What has emerged in the entire Kemi Badenoch’s saga is her seeming double-face or multiple-face. When she was campaigning to represent her diverse Dulwich and West Norwood Constituency in the UK Parliament in 2010, she had appealed to the Nigerian community, comprising Yoruba, Hausa-Fulani and Igbo, under the aegis of “Nigerians for Kemi Badenoch,” pleading for help in the election. A campaign document that surfaced on social media showed she had reached out to all Nigerians in that constituency while highlighting her roots. In that document, Badenoch had said to her Nigerian supporters:
“I need your help. I’m running for parliament in the 2010 UK general elections. The race is very tight. Last year, the News of the World surveyed this constituency, and the forecast was that I would win. Things are much tougher this year as the party has dropped nationally in the polls. I need your help.
“I am asking for your help now to support a Nigerian trying to improve our national image and do something great here.”
After winning the election, however, she deployed her situation in Nigeria as a talking point to rally support for her policies, for which she was accused of exploiting her roots for political gains.
Her rhetoric has drastically changed with her emergence as the Leader of the Conservative Party. In the carriage, conduct and statements, she is now out to please the White establishment, particularly the White wing of her Conservative Party, subjugating her people to make Britain look good. She doesn’t mind running down anyone, including the Nigerian people and the British blacks generally.
Will this advance her politics or status? I do not think so. The British respect culture and tradition. Running down a country’s history and culture may not attract much attention. Britain also respects her relations with other countries, particularly Nigeria, given our age-long relationship. Nigeria is a significant trade and investment partner of the UK in Africa. According to the UK Department for Business and Trade, as of December 20 2024, the total trade in goods and services (exports plus imports) between the UK and Nigeria amounted to £7.2 billion in the four quarters up to the end of Q2 2024, an increase of 1.2% or £86 million in current prices from the four quarters to the end of Q2 2023.

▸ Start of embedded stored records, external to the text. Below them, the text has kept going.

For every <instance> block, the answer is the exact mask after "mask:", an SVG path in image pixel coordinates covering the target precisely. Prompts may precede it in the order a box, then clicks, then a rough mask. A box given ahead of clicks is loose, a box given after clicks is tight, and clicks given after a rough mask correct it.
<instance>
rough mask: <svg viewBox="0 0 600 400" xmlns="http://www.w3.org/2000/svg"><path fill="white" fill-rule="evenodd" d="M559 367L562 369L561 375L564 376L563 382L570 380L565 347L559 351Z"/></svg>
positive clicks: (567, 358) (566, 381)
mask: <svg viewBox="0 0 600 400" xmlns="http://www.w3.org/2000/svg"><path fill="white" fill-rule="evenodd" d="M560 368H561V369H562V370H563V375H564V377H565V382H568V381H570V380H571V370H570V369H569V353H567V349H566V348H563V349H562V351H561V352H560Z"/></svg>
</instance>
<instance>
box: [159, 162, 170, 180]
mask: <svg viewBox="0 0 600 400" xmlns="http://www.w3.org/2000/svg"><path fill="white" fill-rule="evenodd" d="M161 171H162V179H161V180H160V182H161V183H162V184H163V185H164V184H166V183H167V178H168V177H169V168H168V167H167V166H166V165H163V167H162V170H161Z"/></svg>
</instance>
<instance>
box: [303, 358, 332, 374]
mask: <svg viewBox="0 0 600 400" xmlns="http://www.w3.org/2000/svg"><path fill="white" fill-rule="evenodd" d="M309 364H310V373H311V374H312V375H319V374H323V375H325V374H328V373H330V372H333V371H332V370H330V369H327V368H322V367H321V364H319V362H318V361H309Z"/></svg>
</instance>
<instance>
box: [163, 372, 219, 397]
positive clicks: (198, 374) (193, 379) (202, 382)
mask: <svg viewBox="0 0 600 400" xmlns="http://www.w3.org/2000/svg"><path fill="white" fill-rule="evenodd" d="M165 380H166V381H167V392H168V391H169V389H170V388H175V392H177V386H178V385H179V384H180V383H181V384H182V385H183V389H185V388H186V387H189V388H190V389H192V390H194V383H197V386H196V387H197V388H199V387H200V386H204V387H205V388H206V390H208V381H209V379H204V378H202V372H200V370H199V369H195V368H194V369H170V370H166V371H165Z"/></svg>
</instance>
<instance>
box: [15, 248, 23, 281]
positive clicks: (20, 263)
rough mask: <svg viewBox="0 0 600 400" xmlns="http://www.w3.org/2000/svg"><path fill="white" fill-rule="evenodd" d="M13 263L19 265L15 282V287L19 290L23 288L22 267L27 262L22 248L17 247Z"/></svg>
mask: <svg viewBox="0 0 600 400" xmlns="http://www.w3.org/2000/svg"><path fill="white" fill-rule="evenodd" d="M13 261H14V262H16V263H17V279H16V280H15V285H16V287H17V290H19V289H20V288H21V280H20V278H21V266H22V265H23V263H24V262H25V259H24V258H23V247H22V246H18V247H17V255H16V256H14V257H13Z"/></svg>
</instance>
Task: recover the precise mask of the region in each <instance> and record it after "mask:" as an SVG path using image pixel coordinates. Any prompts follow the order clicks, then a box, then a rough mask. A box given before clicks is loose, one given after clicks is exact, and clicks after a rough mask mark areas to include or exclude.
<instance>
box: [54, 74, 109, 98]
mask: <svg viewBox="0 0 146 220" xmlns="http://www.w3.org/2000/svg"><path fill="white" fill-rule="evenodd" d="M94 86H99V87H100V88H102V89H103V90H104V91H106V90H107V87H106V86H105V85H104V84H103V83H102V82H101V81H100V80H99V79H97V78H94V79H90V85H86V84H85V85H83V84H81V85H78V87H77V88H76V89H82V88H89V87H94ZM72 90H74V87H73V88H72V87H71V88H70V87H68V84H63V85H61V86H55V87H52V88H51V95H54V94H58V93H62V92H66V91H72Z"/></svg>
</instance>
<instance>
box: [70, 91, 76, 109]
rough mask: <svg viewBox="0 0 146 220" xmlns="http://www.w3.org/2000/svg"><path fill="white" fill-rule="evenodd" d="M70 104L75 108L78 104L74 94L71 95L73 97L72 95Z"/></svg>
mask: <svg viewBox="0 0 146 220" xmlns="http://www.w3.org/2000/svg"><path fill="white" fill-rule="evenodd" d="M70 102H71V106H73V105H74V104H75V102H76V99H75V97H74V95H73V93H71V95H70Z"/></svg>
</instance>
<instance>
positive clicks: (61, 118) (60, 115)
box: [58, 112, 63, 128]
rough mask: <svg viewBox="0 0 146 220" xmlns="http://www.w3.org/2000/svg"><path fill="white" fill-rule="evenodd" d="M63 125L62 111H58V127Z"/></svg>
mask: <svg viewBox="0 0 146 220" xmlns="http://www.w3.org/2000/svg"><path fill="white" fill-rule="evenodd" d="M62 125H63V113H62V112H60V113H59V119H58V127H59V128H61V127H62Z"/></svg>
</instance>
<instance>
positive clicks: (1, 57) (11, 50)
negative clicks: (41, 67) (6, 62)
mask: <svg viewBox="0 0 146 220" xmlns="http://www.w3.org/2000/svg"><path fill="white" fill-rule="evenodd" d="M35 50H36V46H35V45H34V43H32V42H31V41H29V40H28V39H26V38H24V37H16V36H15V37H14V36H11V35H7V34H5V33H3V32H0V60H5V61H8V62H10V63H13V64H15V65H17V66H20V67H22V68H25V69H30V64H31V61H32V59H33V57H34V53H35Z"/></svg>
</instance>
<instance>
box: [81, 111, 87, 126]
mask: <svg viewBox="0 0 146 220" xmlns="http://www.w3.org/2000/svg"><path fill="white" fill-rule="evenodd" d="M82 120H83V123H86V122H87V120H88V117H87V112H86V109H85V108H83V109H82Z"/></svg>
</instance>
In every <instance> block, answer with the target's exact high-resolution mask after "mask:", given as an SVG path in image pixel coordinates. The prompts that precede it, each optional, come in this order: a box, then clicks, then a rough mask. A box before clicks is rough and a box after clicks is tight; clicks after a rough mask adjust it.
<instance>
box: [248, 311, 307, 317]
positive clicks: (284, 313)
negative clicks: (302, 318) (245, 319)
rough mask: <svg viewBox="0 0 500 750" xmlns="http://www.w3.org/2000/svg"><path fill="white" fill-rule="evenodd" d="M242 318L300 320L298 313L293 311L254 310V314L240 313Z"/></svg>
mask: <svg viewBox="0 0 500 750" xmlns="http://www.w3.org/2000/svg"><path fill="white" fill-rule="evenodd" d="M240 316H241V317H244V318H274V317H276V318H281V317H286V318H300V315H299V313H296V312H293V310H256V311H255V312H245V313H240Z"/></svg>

Britain would not want to harm that substantial trade partnership and excellent relationship between the two countries in any way.
Also, several Badenoch’s Conservative Party members do not share her attitude towards Nigeria. In Zanzibar, I recently ran into Jake Berry, a top Tory Party member and former Cabinet member in the UK. While discussing the Badenoch matter, he said most Conservative Party members disagreed with her.
Kemi Badenoch has recorded an outstanding achievement in two decades of entering British politics. She joined the Conservative Party at the age of 25. Today, she stands not just as the Leader of the biggest party in Britain’s history but also as the highest black person in the United Kingdom. Her extraordinary accomplishment should have been used to inspire young people to achieve similar feats and as a foundation to inspire positive change in her country of origin, not to denigrate Nigeria or cause division and disaffection among her people. It is not too late for Mrs Badenoch to rethink and toe the line of rectitude.
-Rahman is Senior Special Assistant on Media Matters to President Tinubu.